Still, emails bearing specifically LGBT news had piled up in my computer, so I set to reading them. In the process I discovered a news item that made me blurt “Oh-my-God.” It’s the sort of story that my particular muses —Groucho, Chico and Harpo — send me but once in a blue moon.

It seems that in late July a gossip column in the New York Daily News quoted Sir Ian McKellen, the openly gay British actor: “I was in Atlanta doing press for ‘The Da Vinci Code,’ and they wanted to honor me. The governor made me a lieutenant colonel,” he said. “So the ‘Don’t Ask, Don’t Tell’ rule obviously didn’t apply to me.

“I have a lovely certificate hanging in my office. So, inadvertently, they made me the poster child for having openly gay people in the military,” said Sir Ian.

Oh-my-God. Georgia’s Republican governor appointed a gay activist to be an honorary officer in the Georgia National Guard! And Gov. Sonny Perdue reportedly supports “Don’t Ask, Don’t Tell!” What was he thinking? He must not have known. Boy, some underling’s testicles are going to be served up on a plate.

Is it possible the governor did know and this represents a public change of heart? Yes, and it’s also possible it wasn’t Sherman who burned Atlanta, but Mrs. O’Leary’s cow.
What a blunder. How embarrassing. How wonderful. McKellen is internationally famous as both an actor and a homo. The American military is internationally infamous for its ban on openly gay service people. This perfect story could go around the globe like bird flu.
Alas, there’s one little problem with the story.
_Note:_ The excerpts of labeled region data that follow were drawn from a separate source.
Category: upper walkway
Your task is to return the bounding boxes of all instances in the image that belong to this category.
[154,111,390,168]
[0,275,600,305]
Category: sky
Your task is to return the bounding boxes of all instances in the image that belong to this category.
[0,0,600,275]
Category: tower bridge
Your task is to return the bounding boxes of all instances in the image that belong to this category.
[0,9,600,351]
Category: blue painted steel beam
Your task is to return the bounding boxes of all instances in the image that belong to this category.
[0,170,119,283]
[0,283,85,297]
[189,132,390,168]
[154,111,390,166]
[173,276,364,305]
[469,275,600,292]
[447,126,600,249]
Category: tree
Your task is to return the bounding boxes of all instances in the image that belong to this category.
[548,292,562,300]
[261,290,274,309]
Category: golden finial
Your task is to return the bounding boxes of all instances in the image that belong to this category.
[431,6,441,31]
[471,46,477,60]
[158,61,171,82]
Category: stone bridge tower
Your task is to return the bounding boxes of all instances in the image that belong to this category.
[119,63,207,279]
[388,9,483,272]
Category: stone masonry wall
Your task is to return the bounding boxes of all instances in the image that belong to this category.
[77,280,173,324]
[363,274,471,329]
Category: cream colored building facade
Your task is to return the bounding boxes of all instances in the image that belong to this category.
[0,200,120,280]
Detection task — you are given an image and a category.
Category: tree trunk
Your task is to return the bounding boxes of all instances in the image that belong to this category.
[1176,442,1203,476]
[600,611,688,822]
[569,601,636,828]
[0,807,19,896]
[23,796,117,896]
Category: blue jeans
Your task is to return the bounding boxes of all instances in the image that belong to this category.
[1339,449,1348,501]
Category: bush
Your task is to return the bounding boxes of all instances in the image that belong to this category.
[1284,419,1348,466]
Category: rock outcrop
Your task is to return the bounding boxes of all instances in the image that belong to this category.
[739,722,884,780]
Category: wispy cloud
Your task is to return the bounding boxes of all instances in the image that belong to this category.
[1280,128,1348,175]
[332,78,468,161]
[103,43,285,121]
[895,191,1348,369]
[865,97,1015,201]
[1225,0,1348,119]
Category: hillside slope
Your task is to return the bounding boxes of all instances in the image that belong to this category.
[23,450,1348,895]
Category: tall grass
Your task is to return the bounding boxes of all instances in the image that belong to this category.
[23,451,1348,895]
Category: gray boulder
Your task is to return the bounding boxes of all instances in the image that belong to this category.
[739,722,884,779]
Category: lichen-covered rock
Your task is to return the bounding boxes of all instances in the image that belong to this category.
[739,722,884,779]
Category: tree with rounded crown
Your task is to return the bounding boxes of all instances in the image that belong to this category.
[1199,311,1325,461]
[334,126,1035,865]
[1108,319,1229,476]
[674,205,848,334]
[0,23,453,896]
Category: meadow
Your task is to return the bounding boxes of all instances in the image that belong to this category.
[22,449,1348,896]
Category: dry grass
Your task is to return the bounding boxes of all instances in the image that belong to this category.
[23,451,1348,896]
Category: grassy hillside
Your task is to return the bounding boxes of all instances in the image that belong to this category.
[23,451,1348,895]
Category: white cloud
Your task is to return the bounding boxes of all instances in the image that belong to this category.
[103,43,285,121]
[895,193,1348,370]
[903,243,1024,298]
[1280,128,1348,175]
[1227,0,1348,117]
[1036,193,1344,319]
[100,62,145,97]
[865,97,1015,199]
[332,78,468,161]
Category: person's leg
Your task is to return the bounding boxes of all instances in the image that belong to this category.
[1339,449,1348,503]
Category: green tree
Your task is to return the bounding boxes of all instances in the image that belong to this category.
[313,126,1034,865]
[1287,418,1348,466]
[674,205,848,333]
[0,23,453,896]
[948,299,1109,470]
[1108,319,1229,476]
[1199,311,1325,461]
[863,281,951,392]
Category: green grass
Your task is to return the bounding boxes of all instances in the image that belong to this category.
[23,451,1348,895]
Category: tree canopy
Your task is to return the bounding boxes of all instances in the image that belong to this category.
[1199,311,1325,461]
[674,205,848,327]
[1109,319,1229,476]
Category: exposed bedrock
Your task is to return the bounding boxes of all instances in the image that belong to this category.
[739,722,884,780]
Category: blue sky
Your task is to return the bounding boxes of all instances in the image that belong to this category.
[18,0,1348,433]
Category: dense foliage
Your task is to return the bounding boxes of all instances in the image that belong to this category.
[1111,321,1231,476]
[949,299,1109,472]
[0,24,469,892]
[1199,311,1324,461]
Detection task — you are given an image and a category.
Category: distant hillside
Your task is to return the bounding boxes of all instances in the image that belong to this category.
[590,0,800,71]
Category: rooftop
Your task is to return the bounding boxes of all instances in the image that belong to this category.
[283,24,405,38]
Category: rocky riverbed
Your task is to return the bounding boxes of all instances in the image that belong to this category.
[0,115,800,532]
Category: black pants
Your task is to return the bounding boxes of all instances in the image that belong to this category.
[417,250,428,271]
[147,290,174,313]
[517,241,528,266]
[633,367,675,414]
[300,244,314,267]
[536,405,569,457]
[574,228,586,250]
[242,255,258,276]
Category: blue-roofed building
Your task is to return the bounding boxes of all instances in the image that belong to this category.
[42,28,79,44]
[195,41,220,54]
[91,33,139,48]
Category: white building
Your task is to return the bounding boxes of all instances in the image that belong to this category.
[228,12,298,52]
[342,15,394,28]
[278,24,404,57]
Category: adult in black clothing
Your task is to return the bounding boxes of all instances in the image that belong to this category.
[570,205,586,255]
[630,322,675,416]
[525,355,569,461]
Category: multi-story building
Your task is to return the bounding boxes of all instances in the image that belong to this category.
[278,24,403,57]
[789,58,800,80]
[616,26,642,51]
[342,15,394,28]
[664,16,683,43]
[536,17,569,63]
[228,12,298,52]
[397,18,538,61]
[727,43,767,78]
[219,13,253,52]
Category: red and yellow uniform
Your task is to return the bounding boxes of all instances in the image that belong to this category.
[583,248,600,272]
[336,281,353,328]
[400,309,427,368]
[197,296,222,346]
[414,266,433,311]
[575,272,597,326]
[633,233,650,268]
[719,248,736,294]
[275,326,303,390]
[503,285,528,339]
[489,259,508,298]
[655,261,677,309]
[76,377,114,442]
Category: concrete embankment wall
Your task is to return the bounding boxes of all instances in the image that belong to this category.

It isn’t true.

It came to me via the PlanetOut website. No doubt the folks there, like yours truly, drooled over the high irony count. But wishing doesn’t make it so and the day after PlanetOut ran with the story, Perdue’s spokesman set the record dreadfully straight.
For a start, the governor can’t make appointments to the National Guard, said Dan McLagan, according to an online Washington Blade piece, which I read through my tears.
McLagan said, “[McKellen] has previously claimed that this [kind of appointment] occurred in 1995, not 2006. The movie opening was ‘Richard III,’ not ‘The Da Vinci Code.’ All that being said, this guy is Gandalf and Magneto rolled into one and if he wants to join forces with Georgia when we must battle evil, we welcome him.”

That’s funny. But it’s also a fib, since McKellen is the evil many Georgians — including the anti-marriage-equality governor — continue to battle.

The Blade piece noted McKellen’s website carries virtually the same story as the one I briefly adored, but the movie was “Richard III.” So either Sir Ian likes to recycle a good story, or the Daily News is dazed and confused. Either way, I shan’t recover for some time.

All I can do now is share the view of Chuck Bowen, executive director of Georgia Equality, who said, “Alas, if it were only true!”

If McKellen had been made an officer in the Georgia National Guard, it would highlight what a foolish mess “Don’t Ask, Don’t Tell” is. Plus, a force with Gandalf on its side would win without firing a shot. Any enemy who’s seen “Lord of the Rings” would hightail it home the moment McKellen bellowed, “You shall not pass!”